The 1998 graduates completed their three-year degree programme under the provisions of the collaborative agreement. The UG/UWI agreement, Ramson said, would now be extended to a tri-partite agreement which would now include the CLE and would serve as a monitoring mechanism to ensure the high standard achieved by the programme was maintained.

Friday's decision by the CLE was arrived at after the Guyana delegation persuaded the Council to bring forward its review of the 1996 UG/UWI Collaborative Agreement. The review was to have been done next year according to a CLE decision at its Council meeting last year.

At Friday's meeting, the CLE had the benefit of the interim report of the Committee of Experts which had been appointed by the CARICOM Heads last year to look at the delivery of legal education in the region.

The Committee visited UG in the course of its investigation earlier this year and its comments on the UG law programme were very favourable, UG law department head, Calvin Eversley, had told Stabroek News last month.

Commenting on the results of this year's entrance examination, Ramson said that the failure rate was rather high with just around 27 of the 176 candidates who wrote the examination obtaining the marks required for admission.

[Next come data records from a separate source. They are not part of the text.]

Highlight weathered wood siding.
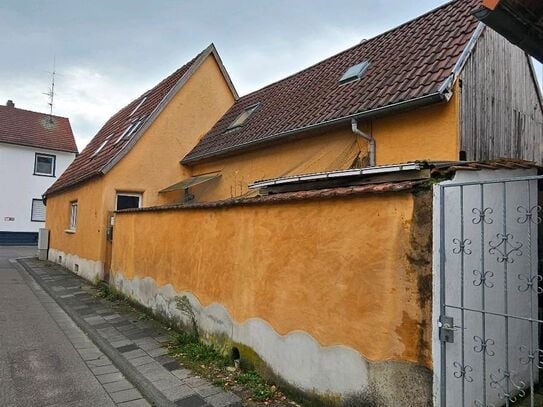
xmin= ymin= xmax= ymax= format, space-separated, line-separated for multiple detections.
xmin=459 ymin=28 xmax=543 ymax=163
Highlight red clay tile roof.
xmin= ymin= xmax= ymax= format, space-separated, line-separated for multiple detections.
xmin=0 ymin=104 xmax=77 ymax=153
xmin=183 ymin=0 xmax=481 ymax=164
xmin=45 ymin=47 xmax=210 ymax=196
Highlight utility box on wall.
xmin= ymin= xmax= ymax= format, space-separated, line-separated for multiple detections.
xmin=38 ymin=228 xmax=49 ymax=260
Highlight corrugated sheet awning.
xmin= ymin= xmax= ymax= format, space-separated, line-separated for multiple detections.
xmin=159 ymin=173 xmax=221 ymax=193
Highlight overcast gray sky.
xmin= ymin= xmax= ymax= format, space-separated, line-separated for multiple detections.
xmin=1 ymin=0 xmax=542 ymax=150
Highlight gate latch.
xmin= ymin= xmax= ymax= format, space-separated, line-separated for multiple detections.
xmin=439 ymin=315 xmax=457 ymax=343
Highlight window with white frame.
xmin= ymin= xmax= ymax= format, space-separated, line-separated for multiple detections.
xmin=69 ymin=201 xmax=78 ymax=231
xmin=34 ymin=153 xmax=56 ymax=176
xmin=116 ymin=193 xmax=142 ymax=211
xmin=31 ymin=199 xmax=46 ymax=222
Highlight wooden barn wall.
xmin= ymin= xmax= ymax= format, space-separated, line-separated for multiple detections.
xmin=459 ymin=28 xmax=543 ymax=164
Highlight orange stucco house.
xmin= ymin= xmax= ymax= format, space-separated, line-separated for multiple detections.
xmin=43 ymin=0 xmax=543 ymax=404
xmin=45 ymin=0 xmax=541 ymax=280
xmin=44 ymin=45 xmax=239 ymax=280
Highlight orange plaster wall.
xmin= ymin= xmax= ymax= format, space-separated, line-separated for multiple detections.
xmin=45 ymin=177 xmax=106 ymax=262
xmin=373 ymin=88 xmax=460 ymax=165
xmin=191 ymin=127 xmax=368 ymax=202
xmin=111 ymin=192 xmax=431 ymax=365
xmin=45 ymin=53 xmax=236 ymax=263
xmin=189 ymin=93 xmax=459 ymax=202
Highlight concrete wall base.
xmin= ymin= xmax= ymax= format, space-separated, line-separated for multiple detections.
xmin=111 ymin=271 xmax=432 ymax=405
xmin=48 ymin=248 xmax=104 ymax=282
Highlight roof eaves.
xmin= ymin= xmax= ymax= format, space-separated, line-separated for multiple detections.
xmin=0 ymin=139 xmax=78 ymax=154
xmin=181 ymin=90 xmax=448 ymax=165
xmin=438 ymin=22 xmax=486 ymax=93
xmin=100 ymin=44 xmax=222 ymax=176
xmin=43 ymin=170 xmax=102 ymax=199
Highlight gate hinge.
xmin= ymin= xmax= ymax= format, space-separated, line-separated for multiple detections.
xmin=439 ymin=315 xmax=456 ymax=343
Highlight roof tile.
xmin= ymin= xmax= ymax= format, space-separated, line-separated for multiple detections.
xmin=0 ymin=105 xmax=77 ymax=153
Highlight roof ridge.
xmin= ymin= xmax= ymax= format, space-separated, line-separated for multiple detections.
xmin=234 ymin=0 xmax=461 ymax=100
xmin=98 ymin=46 xmax=209 ymax=124
xmin=0 ymin=104 xmax=70 ymax=120
xmin=98 ymin=44 xmax=214 ymax=174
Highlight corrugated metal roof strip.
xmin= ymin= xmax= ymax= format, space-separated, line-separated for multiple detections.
xmin=250 ymin=158 xmax=540 ymax=190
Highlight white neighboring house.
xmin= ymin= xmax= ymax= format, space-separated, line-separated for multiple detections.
xmin=0 ymin=100 xmax=78 ymax=245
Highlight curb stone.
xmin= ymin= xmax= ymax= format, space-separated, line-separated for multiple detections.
xmin=16 ymin=258 xmax=242 ymax=407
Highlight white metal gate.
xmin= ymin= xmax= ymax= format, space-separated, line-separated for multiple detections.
xmin=437 ymin=175 xmax=541 ymax=406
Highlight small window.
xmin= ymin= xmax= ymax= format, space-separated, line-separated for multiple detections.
xmin=228 ymin=104 xmax=259 ymax=129
xmin=31 ymin=199 xmax=46 ymax=222
xmin=34 ymin=153 xmax=56 ymax=176
xmin=116 ymin=193 xmax=142 ymax=210
xmin=339 ymin=61 xmax=370 ymax=84
xmin=69 ymin=201 xmax=78 ymax=231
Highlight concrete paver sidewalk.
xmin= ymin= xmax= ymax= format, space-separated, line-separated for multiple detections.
xmin=18 ymin=257 xmax=242 ymax=407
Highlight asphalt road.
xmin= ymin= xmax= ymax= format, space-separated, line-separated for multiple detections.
xmin=0 ymin=246 xmax=116 ymax=407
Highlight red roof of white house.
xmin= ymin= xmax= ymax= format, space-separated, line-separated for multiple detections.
xmin=0 ymin=103 xmax=77 ymax=153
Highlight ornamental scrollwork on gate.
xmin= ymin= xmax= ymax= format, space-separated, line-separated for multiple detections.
xmin=489 ymin=368 xmax=526 ymax=403
xmin=472 ymin=207 xmax=494 ymax=225
xmin=488 ymin=233 xmax=523 ymax=263
xmin=517 ymin=273 xmax=542 ymax=294
xmin=453 ymin=238 xmax=473 ymax=255
xmin=473 ymin=335 xmax=495 ymax=356
xmin=517 ymin=205 xmax=542 ymax=225
xmin=519 ymin=346 xmax=543 ymax=369
xmin=453 ymin=361 xmax=474 ymax=382
xmin=473 ymin=269 xmax=494 ymax=288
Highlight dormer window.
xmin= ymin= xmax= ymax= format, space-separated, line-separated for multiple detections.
xmin=339 ymin=61 xmax=370 ymax=84
xmin=228 ymin=104 xmax=259 ymax=129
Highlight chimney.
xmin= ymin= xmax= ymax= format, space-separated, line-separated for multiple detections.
xmin=6 ymin=100 xmax=14 ymax=108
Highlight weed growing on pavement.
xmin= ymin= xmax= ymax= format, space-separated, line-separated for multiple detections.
xmin=94 ymin=286 xmax=295 ymax=405
xmin=168 ymin=330 xmax=281 ymax=403
xmin=169 ymin=296 xmax=288 ymax=404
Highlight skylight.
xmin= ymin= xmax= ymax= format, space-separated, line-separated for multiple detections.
xmin=227 ymin=104 xmax=259 ymax=129
xmin=91 ymin=140 xmax=108 ymax=158
xmin=114 ymin=121 xmax=142 ymax=145
xmin=129 ymin=97 xmax=147 ymax=117
xmin=339 ymin=61 xmax=370 ymax=84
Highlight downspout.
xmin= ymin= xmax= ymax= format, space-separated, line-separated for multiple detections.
xmin=351 ymin=119 xmax=376 ymax=167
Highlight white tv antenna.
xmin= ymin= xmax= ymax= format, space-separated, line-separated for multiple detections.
xmin=43 ymin=59 xmax=57 ymax=122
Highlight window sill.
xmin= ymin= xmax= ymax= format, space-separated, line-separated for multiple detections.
xmin=33 ymin=173 xmax=56 ymax=178
xmin=64 ymin=229 xmax=76 ymax=234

About the fate of the law graduates from UG prior to 1998, Ramson said that they would have to write the entrance examination if they wanted to be admitted to Hugh Wooding as their degrees would not be considered equivalent to that of the UWI degree. However, Ramson said that he had some ideas as to how the UG law graduates who are unable to complete their professional training could do so, but that he would first have to discuss it with his Cabinet colleagues.